Why, then, do campaigns like the Healthy Food Financing Initiative persist? The push for fresh food is usually considered a progressive cause, connected as it is to criticisms of processed foods’ effect on health. And the most prominent voices against the fresh-food push have been conservative, from Rush Limbaugh to Reason magazine. But look a little closer, and fresh-food financing initiatives are a pretty conservative idea. They offer a market-based opportunity for individuals to make better choices about health, leaving the impression that people living in poverty get sick for reasons that are within their control.

In fact, researchers who focus on health disparities have suspected for decades that people who live in poverty die early because of the stress of poverty itself rather than the poor health choices low-income people make. That’s not to say that poor people don’t make decisions about diet and exercise, but in general they are preoccupied with very different choices than wealthier people are: Should I pay my electricity or my water bill? Can I pay my rent and buy my kid a pair of school shoes? The immediacy of these pressures may make it more difficult to think about how eating choices today will affect health 10 or 20 years from now.

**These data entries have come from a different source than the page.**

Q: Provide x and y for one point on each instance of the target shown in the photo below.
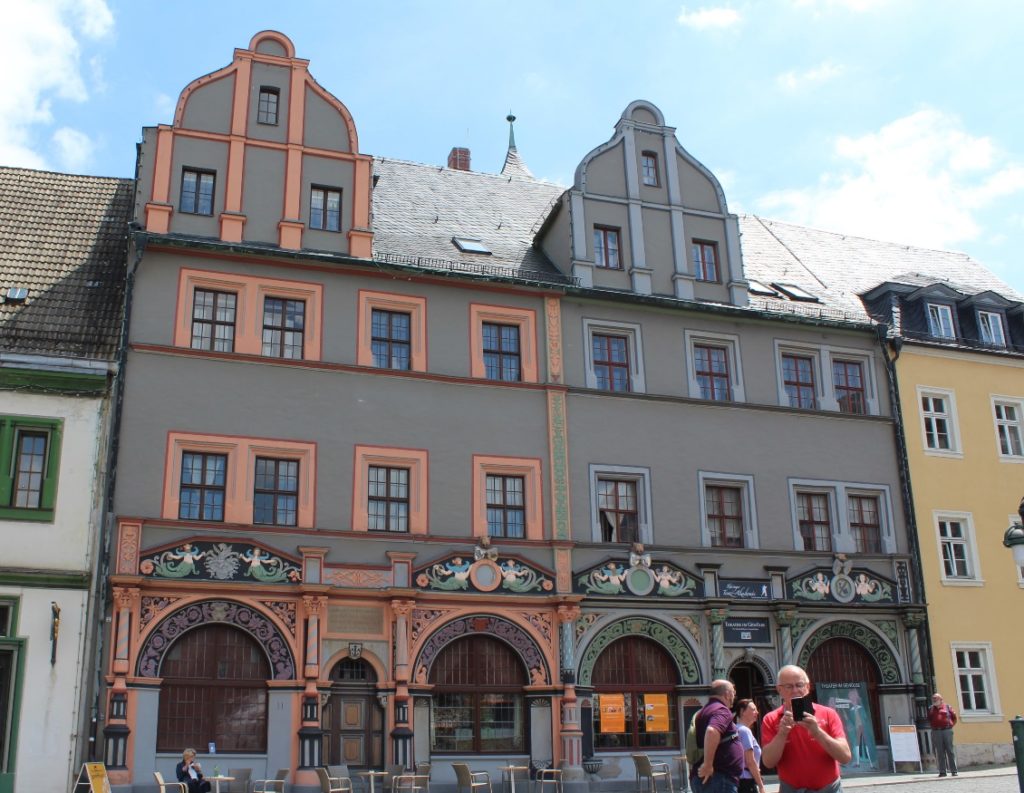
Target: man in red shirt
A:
(942, 718)
(807, 753)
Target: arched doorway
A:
(352, 719)
(213, 691)
(842, 660)
(478, 702)
(635, 704)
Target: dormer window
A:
(990, 329)
(648, 168)
(266, 112)
(940, 321)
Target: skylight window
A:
(795, 292)
(471, 245)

But more importantly, the constant calculus of survival will wear down mind and body and deteriorate health over years. Bruce McEwan, one of the pioneers of research in the biology of health inequality, coined the term “allostatic load” to describe the cumulative wear and tear of stress reactions over time. Stress reactions, like floods of adrenaline and cortisol and increased blood pressure, are helpful as short-term reactions to dangerous or challenging situations. But if stress reactions are constant, they create physiological conditions that damage the body. “One of the things having an elevated sympathetic response is that you have an inflammatory tone in the body,” McEwan explains. “Inflammation underlies all of the diseases of modern life—from cancer to depression to neurological diseases.” Those diseases of modern life also include heart disease, hypertension, and diabetes—illnesses we typically associate with poverty.

But the implication of McEwan’s research—that poverty itself is making people ill—is not one that Americans are prepared to accept. Instead, we build supermarkets, finance green grocer carts, and teach former inmates about fennel, feeling like we’re promoting a progressive effort to improve the plight of the disadvantaged. Meanwhile, poor people are living shorter, sicker lives, with no helpful new policy in sight.